Yates, who finished eighth overall in 2019 and spent 13 days in the Maglia Rosa in 2018, will return for the third consecutive year in an attempt to add another Grand Tour victory to his Vuelta a Espana win in 2018.
Mitchelton-SCOTT at the Giro d’Italia (3-25 October 2020):
Edoardo Affini (ITA, 24) – Grand Tour debutant
Brent Bookwalter (USA, 36) – 5th appearance
Jack Haig (AUS, 27) - 2nd appearance
Lucas Hamilton (AUS, 24) – 2nd appearance
Michael Hepburn (AUS, 29) – 5th appearance
Damien Howson (AUS, 28) - 2nd appearance
Cameron Meyer (AUS, 32) – 5th appearance
Simon Yates (GBR, 28) – 3rd appearance
The 28-year-old will be protected on the flat roads by the likes of Australian’s Michael Hepburn and Cameron Meyer and Grand Tour debutant Edoardo Affini. The experience of American Brent Bookwalter and Australian Damien Howson with the guide the Briton in transitional phases before the climbing legs of Australian duo Jack Haig and Lucas Hamilton take over in the higher mountains.
The 2020 Giro d’Italia will cover 3497.9km across 21 stages, with 64.9 time trial kilometers split between three stages of which two book-end the race.
The first of the mountain challenges arrive early in week one, on day three up to Mt Etna, and is followed by five other major mountain-top finishes and a number of uphill kicks.
Our Race History:
In the past eight years, Mitchelton-SCOTT has claimed 14 stage victories, worn the pink leader’s jersey for 25 days and had a top general classification position of second in 2016 at the Giro d’Italia.
Yates alone has spent 13 days in the Maglia Rosa, during which time he won three stages.
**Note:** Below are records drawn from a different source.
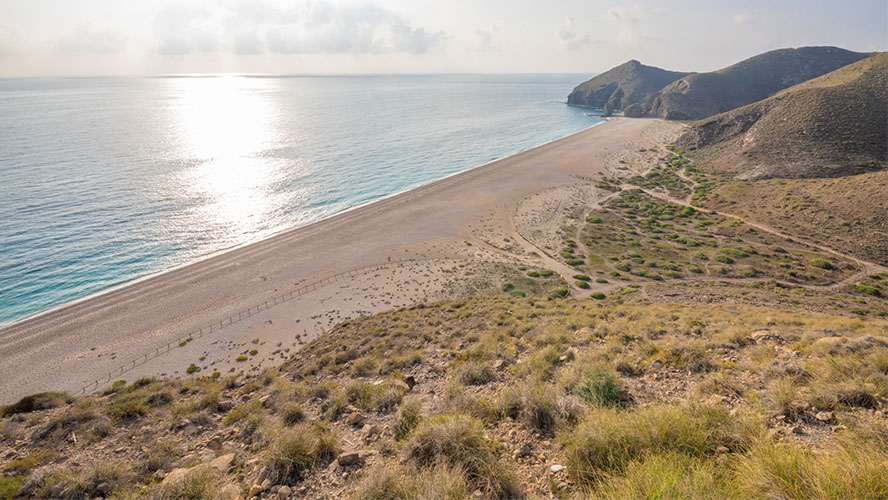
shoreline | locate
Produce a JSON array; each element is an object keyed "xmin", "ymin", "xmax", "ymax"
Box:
[
  {"xmin": 0, "ymin": 117, "xmax": 610, "ymax": 331},
  {"xmin": 0, "ymin": 119, "xmax": 659, "ymax": 402}
]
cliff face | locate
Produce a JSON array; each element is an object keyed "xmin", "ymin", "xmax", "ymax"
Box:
[
  {"xmin": 678, "ymin": 52, "xmax": 888, "ymax": 178},
  {"xmin": 567, "ymin": 60, "xmax": 687, "ymax": 110},
  {"xmin": 625, "ymin": 47, "xmax": 872, "ymax": 120}
]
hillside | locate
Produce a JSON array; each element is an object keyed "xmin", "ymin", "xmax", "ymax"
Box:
[
  {"xmin": 0, "ymin": 136, "xmax": 888, "ymax": 500},
  {"xmin": 567, "ymin": 60, "xmax": 688, "ymax": 111},
  {"xmin": 0, "ymin": 287, "xmax": 888, "ymax": 500},
  {"xmin": 677, "ymin": 53, "xmax": 888, "ymax": 265},
  {"xmin": 677, "ymin": 53, "xmax": 888, "ymax": 179},
  {"xmin": 625, "ymin": 47, "xmax": 871, "ymax": 120}
]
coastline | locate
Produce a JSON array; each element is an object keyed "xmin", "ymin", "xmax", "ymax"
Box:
[
  {"xmin": 0, "ymin": 117, "xmax": 610, "ymax": 328},
  {"xmin": 0, "ymin": 119, "xmax": 672, "ymax": 401}
]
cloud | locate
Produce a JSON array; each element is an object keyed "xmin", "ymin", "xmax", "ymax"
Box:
[
  {"xmin": 731, "ymin": 12, "xmax": 755, "ymax": 24},
  {"xmin": 155, "ymin": 0, "xmax": 447, "ymax": 55},
  {"xmin": 55, "ymin": 23, "xmax": 126, "ymax": 54},
  {"xmin": 607, "ymin": 5, "xmax": 652, "ymax": 48},
  {"xmin": 154, "ymin": 5, "xmax": 219, "ymax": 56},
  {"xmin": 472, "ymin": 20, "xmax": 506, "ymax": 51},
  {"xmin": 555, "ymin": 17, "xmax": 592, "ymax": 50},
  {"xmin": 0, "ymin": 24, "xmax": 20, "ymax": 57}
]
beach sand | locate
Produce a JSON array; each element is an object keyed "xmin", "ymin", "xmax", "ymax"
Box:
[{"xmin": 0, "ymin": 119, "xmax": 679, "ymax": 403}]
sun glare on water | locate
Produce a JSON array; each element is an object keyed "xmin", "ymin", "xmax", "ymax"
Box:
[{"xmin": 168, "ymin": 76, "xmax": 285, "ymax": 244}]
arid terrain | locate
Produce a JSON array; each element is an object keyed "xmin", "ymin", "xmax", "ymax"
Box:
[{"xmin": 0, "ymin": 107, "xmax": 888, "ymax": 500}]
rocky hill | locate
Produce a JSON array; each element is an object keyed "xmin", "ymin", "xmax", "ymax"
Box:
[
  {"xmin": 567, "ymin": 59, "xmax": 688, "ymax": 111},
  {"xmin": 624, "ymin": 47, "xmax": 872, "ymax": 120},
  {"xmin": 0, "ymin": 290, "xmax": 888, "ymax": 500},
  {"xmin": 677, "ymin": 53, "xmax": 888, "ymax": 265},
  {"xmin": 678, "ymin": 53, "xmax": 888, "ymax": 179}
]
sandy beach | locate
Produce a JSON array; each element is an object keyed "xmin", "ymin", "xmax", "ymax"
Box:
[{"xmin": 0, "ymin": 119, "xmax": 676, "ymax": 403}]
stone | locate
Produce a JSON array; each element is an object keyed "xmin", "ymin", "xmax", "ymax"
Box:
[
  {"xmin": 389, "ymin": 380, "xmax": 410, "ymax": 392},
  {"xmin": 749, "ymin": 330, "xmax": 777, "ymax": 344},
  {"xmin": 814, "ymin": 411, "xmax": 836, "ymax": 424},
  {"xmin": 336, "ymin": 452, "xmax": 362, "ymax": 467},
  {"xmin": 515, "ymin": 443, "xmax": 531, "ymax": 458},
  {"xmin": 706, "ymin": 394, "xmax": 728, "ymax": 406},
  {"xmin": 248, "ymin": 484, "xmax": 264, "ymax": 498},
  {"xmin": 362, "ymin": 424, "xmax": 382, "ymax": 437},
  {"xmin": 161, "ymin": 468, "xmax": 188, "ymax": 485},
  {"xmin": 210, "ymin": 453, "xmax": 234, "ymax": 474},
  {"xmin": 345, "ymin": 412, "xmax": 364, "ymax": 426}
]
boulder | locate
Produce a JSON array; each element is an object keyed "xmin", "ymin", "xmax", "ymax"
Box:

His best overall result is eighth in 2019.
“Tirreno was a great victory and I’m very proud of what I accomplished there but the big goal has always been the Giro, so I hope I can hold my form from there until the end of the Giro.
“Since then, I have returned to altitude in Andorra to finish my preparation at home, so that I can hit two birds with one stone; spending some much needed time at home, while still preparing the best way possible to arrive in a great space for the Giro.
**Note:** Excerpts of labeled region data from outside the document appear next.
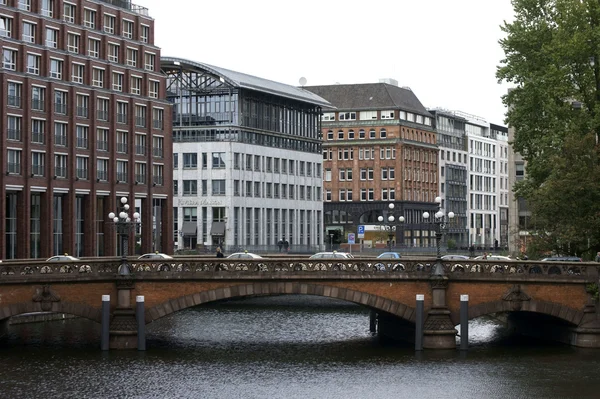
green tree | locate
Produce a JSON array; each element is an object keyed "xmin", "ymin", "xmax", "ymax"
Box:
[{"xmin": 497, "ymin": 0, "xmax": 600, "ymax": 253}]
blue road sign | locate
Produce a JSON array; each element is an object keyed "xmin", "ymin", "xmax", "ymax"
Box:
[{"xmin": 348, "ymin": 233, "xmax": 355, "ymax": 244}]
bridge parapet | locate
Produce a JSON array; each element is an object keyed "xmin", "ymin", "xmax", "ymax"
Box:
[{"xmin": 0, "ymin": 257, "xmax": 599, "ymax": 282}]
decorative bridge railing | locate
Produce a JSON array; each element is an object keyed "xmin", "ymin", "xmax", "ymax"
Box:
[{"xmin": 0, "ymin": 257, "xmax": 600, "ymax": 283}]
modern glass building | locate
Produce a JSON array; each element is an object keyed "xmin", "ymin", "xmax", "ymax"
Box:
[{"xmin": 161, "ymin": 57, "xmax": 330, "ymax": 252}]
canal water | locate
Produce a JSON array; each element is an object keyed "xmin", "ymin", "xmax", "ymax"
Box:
[{"xmin": 0, "ymin": 296, "xmax": 600, "ymax": 399}]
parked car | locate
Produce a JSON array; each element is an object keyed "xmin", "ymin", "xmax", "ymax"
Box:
[
  {"xmin": 542, "ymin": 256, "xmax": 583, "ymax": 262},
  {"xmin": 377, "ymin": 252, "xmax": 402, "ymax": 259},
  {"xmin": 309, "ymin": 251, "xmax": 354, "ymax": 259},
  {"xmin": 46, "ymin": 254, "xmax": 79, "ymax": 262},
  {"xmin": 442, "ymin": 255, "xmax": 471, "ymax": 260},
  {"xmin": 474, "ymin": 255, "xmax": 514, "ymax": 261},
  {"xmin": 138, "ymin": 252, "xmax": 173, "ymax": 259},
  {"xmin": 227, "ymin": 252, "xmax": 263, "ymax": 259}
]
“The Giro is a hard and unpredictable race. You need to be ready at any moment to adapt the strategy to prepare for victory. Normally at the Giro the weather is getting better day-by-day as we start in Spring and approach summer, whereas this year will be the complete opposite. I’m expecting some bad weather this year and I’m mentally prepared for that.
“I’m very happy with the team we have assembled. The team is basically our team from Tirreno where we worked extremely well together and that is very important going forward into the Giro, to have the understanding of how each other work together on and off the bike.
“I’m excited to get started with the boys and can’t wait to be there in Sicily.”
Matt White – Head Sport Director:
“Regardless of the result in Tirreno, we were always going to come in as one of the favourites. We haven’t hidden the fact that Simon is motivated to try to win the Giro, it’s a race we came close to winning in 2018 and I think we’ve continued to learn since then. As a unit, we’re going back knowing what we are capable of – you do learn from your mistakes and your experiences and a lot of water has passed under the bridge since 2018.
“It’s not rocket science, but it’s going to be about consistency over three weeks. It’s the toughest of the three Grand Tours; we have a hard start, a hard finish and a lot of kilometres in between.
“The 65km of time trialling is substantial, especially in the modern era where you don’t see that many Grand Tours with this much time trialling, and it has an effect on our tactics.
“We’re going up against a world-class time trialler in the leader of INEOS, Geraint Thomas. The rest of our rivals are in a similar bracket to Simon and we will all be looking to limit our losses in those three-time trials and take opportunities on the climbs when they are there.
“All of the climbers need to be aggressive, including us. When and where, and from who, will be interesting but we’re going to have to take time.”